<div class="alert alert-danger">
**Due date:** 2017-02-03
</div>

# Lab 2: Language Modelling

**Students:** Ludvig Noring (ludno249), Michael Sörsäter (micso554), Victor Tranell (victr593)

## Introduction

In this lab you will experiment with $n$-gram models. You will test various parameters that influence these models&rsquo; quality and train to estimate models with additive smoothing.

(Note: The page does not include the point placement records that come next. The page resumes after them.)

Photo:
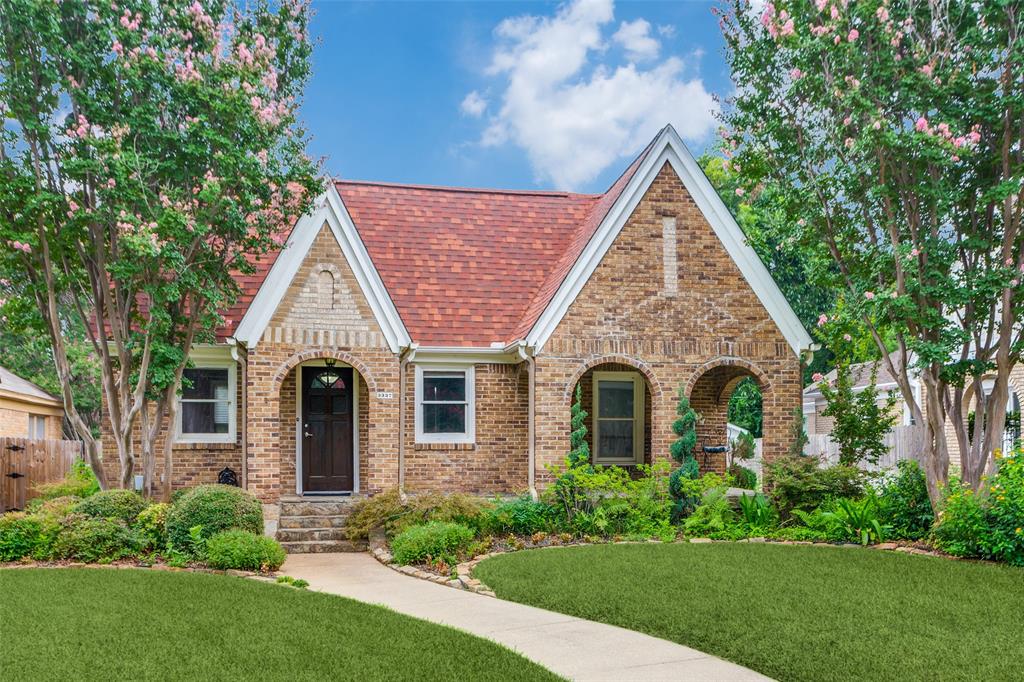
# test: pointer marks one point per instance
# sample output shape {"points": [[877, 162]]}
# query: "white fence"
{"points": [[904, 442]]}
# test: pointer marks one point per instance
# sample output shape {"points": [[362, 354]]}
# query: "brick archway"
{"points": [[639, 366], [710, 389], [321, 353]]}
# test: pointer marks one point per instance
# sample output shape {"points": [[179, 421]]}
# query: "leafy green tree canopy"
{"points": [[892, 133], [150, 154]]}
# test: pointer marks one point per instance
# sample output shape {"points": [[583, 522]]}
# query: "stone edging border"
{"points": [[465, 580], [249, 574]]}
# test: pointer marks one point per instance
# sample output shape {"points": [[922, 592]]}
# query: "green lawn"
{"points": [[90, 624], [793, 612]]}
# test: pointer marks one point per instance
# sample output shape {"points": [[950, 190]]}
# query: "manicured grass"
{"points": [[793, 612], [91, 624]]}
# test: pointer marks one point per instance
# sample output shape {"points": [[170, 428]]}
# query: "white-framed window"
{"points": [[37, 426], [619, 417], [444, 405], [207, 405]]}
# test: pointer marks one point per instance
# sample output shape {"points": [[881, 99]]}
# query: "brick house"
{"points": [[431, 338], [27, 411]]}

The following lines of code import the Python modules needed for this lab:

In [1]:
import nlp2
import ngrams

The data for this lab consists of Arthur Conan Doyle&rsquo;s novels about Sherlock Holmes: *The Adventures of Sherlock Holmes*, *The Memoirs of Sherlock Holmes*, *The Return of Sherlock Holmes*, *His Last Bow* and *The Case-Book of Sherlock Holmes*. The next piece of code loads the first three of these as training data:

In [2]:
training_data = nlp2.read_data("/home/TDDE09/labs/nlp2/data/advs.txt",
                               "/home/TDDE09/labs/nlp2/data/mems.txt",
                               "/home/TDDE09/labs/nlp2/data/retn.txt")

The data is represented as a list of sentences, where one sentence is represented as a list of tokens (strings). The next line prints the 101th sentence:

In [3]:
print(training_data[100])

["'", 'Let', 'us', 'glance', 'at', 'our', 'Continental', 'Gazetteer', '.']

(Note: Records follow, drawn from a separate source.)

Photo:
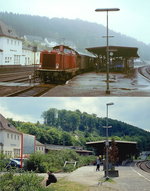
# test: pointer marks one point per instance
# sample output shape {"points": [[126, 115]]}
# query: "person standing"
{"points": [[98, 162], [51, 179]]}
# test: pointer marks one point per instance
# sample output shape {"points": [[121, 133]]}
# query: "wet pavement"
{"points": [[94, 84]]}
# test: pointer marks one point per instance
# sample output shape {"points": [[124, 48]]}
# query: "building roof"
{"points": [[6, 125], [7, 31], [120, 142], [118, 51]]}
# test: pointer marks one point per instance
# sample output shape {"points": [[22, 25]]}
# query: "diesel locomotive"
{"points": [[62, 63]]}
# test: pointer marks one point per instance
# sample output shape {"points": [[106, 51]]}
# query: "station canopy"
{"points": [[126, 149], [118, 51]]}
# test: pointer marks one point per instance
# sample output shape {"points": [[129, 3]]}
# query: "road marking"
{"points": [[140, 174]]}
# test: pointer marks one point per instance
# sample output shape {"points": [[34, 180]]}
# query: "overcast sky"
{"points": [[132, 19], [132, 110]]}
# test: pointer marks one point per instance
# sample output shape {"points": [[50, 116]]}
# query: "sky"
{"points": [[131, 110], [131, 20]]}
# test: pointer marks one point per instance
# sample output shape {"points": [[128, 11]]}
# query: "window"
{"points": [[16, 59]]}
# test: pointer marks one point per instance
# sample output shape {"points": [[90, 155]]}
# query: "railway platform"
{"points": [[94, 84], [130, 178]]}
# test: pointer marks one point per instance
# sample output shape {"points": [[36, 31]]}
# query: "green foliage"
{"points": [[54, 161], [22, 182], [3, 161], [68, 128]]}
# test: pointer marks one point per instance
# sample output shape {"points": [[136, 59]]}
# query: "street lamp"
{"points": [[107, 142], [107, 50]]}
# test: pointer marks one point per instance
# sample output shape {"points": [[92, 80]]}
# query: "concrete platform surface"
{"points": [[94, 84]]}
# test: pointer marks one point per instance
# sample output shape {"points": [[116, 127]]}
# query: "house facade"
{"points": [[12, 51], [10, 139], [10, 46]]}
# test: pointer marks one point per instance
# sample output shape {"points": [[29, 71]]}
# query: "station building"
{"points": [[10, 139], [121, 58], [126, 149]]}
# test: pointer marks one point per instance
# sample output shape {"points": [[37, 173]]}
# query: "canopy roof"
{"points": [[125, 148], [118, 51]]}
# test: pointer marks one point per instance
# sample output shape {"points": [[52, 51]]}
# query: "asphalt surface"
{"points": [[94, 84], [130, 179]]}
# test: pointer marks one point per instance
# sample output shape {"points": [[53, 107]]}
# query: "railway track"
{"points": [[144, 165], [145, 72], [34, 91]]}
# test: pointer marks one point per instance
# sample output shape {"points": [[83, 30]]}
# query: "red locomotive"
{"points": [[61, 64]]}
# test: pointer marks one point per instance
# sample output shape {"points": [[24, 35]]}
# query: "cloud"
{"points": [[131, 110]]}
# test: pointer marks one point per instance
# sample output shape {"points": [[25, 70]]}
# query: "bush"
{"points": [[54, 161], [3, 161], [22, 182]]}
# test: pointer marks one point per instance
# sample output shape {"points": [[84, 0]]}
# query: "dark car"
{"points": [[13, 164]]}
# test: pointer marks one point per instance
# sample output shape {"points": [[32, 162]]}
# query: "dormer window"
{"points": [[9, 30]]}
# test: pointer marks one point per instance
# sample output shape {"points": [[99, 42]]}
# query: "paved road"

## Relation between a model’s quality and its order

In the first part of this lab you will examine the relation between an $n$-gram model’s quality and its **order**, i.e. the value of&nbsp;$n$. You will do both a qualitative and quantitative evaluation with the help of the entropy measure.

### Qualitative evaluation

The following line trains a bigram-model of the class `ngrams.Model` on the training data.

In [4]:
model = nlp2.train(ngrams.Model, 2, training_data)

With this model you are able to generate random sentences. Every time you run the following code cell a new sentence is generated.

In [5]:
print(" ".join(model.generate()))

Come in my mission , put the room with a reward for he was lecturing on the January , with which was a few minutes of experience .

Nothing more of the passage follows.